The dramatic section of the London County Council Literary Institute in Drury Lane prayed for permission to give the play, and it was performed there by girls on an occasion when my wife and I were in Town, and very well too. The representation renewed my admiration for Binyon's noble work and confirmed my intention to produce the play whenever the favourable moment can be seized. There is so insignificant a public for such plays in London that it would be courting bankruptcy to stage it there, but that it will be welcomed and supported by an audience in the country I am convinced.

In the midst of these hectic movements I received news of our King's gracious bestowal of the dignity of Knighthood upon me, an honour which he himself had chosen as one which would be equally shared with my wife, in recognition of her long and arduous services during the War.


Elgar's music for the play

Sir Edward Elgar and Laurence Binyon first collaborated in the three-part choral work The Spirit of England. Binyon quickly became a friend of Elgar and in 1923 asked the composer to write incidental music for the production of  Arthur.

In a letter to Binyon the composer wrote in January 1923:

I want to do it but since my dear wife's death [in 1920] I have done nothing & fear my music has vanished ... my wife loved your things & it may be that I can furnish (quite inadequately) music for Arthur.

Elgar's score amounted to nearly ninety pages ranging from a few bars to one piece of nearly five minutes. He scored the work for flute (doubling piccolo), clarinet, two cornets, trombone, drums, percussion, harp, strings and piano. He wrote introductions to eight of the nine scenes of the play (omitting No 6). In the original production the music began before the end of the third scene and continued into the fourth. Elgar drew much of his music from his old sketchbooks.

The scenes of the play are:

Scene 1: Sir Bernard's castle at Astolat

Scene 2: A room in the Palace in London: the King and Sir Bedivere

Scene 3: Sir Bernard's castle at Astolat: Elaine asleep

Scene 4: The Banqueting Hall at Westminster

Scene 5: The Queen's Tower at night

Scene 6: The King's Tower, the same night

Scene 7: The King's camp before Joyous Gard and Battle Scene

Scene 8: Arthur's passage to Avalon

In a letter to Binyon after the performances Elgar wrote:

...for theatrical purposes I sh. have like Arthur & all his train to march mistily past, seen through a window on the stage R.
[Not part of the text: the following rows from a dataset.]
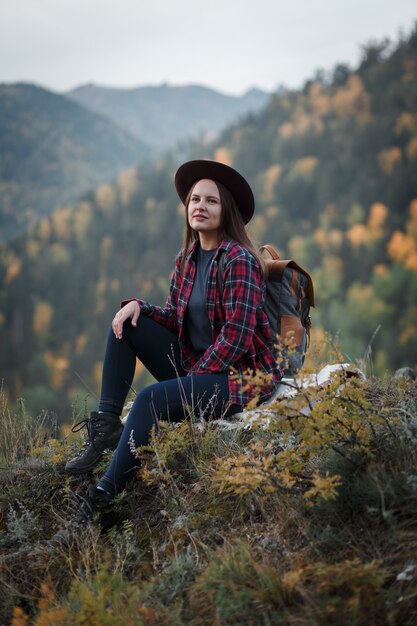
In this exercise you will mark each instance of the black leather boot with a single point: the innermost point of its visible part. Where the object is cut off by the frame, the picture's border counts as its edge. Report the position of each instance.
(104, 431)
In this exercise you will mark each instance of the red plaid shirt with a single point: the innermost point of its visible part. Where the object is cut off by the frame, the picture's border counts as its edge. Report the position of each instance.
(242, 339)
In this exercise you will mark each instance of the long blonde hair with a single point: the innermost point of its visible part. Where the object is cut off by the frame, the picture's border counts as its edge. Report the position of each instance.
(232, 226)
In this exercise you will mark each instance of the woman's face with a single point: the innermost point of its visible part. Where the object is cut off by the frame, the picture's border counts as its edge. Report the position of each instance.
(205, 210)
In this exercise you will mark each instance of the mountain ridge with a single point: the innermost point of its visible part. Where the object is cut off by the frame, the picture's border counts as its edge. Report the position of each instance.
(164, 115)
(52, 151)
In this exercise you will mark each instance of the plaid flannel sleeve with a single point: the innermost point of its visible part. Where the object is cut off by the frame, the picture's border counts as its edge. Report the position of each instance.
(242, 296)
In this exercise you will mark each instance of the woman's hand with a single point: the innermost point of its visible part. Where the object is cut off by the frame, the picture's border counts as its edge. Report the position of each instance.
(130, 310)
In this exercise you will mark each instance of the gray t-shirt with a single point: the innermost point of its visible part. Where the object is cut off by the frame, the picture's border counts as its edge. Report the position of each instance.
(196, 317)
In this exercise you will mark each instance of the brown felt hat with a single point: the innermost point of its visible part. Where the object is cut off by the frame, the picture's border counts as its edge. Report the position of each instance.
(192, 171)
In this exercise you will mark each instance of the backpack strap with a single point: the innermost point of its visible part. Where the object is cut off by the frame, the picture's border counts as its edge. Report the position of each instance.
(220, 270)
(276, 267)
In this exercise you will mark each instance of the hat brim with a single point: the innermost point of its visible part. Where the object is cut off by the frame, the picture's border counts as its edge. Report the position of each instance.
(192, 171)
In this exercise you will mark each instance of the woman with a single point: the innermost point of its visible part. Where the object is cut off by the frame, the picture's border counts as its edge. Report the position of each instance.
(198, 346)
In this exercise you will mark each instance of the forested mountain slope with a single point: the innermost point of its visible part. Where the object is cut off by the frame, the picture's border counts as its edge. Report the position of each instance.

A sentiment with which Martin-Harvey might well have sympathised.


Elgar's Third Symphony

What was the significance to Elgar of the old themes which he first used in Arthur and then reused in his Third Symphony?

These are the themes:

  • Elgar's second movement is a scherzo and uses for its main opening section the central section of the introduction to Scene 4 (The Banqueting Hall at Westminster).
  • For the second subject of the final movement of the symphony, Elgar used the theme which appears (in the Hurst recording) at 1' 20" in the introduction to Scene Two (The King and Bedivere). The theme is based on an arpeggio figure and is strongly reminiscent (to me) of the "chivalric" themes of Elgar's old Froissart overture.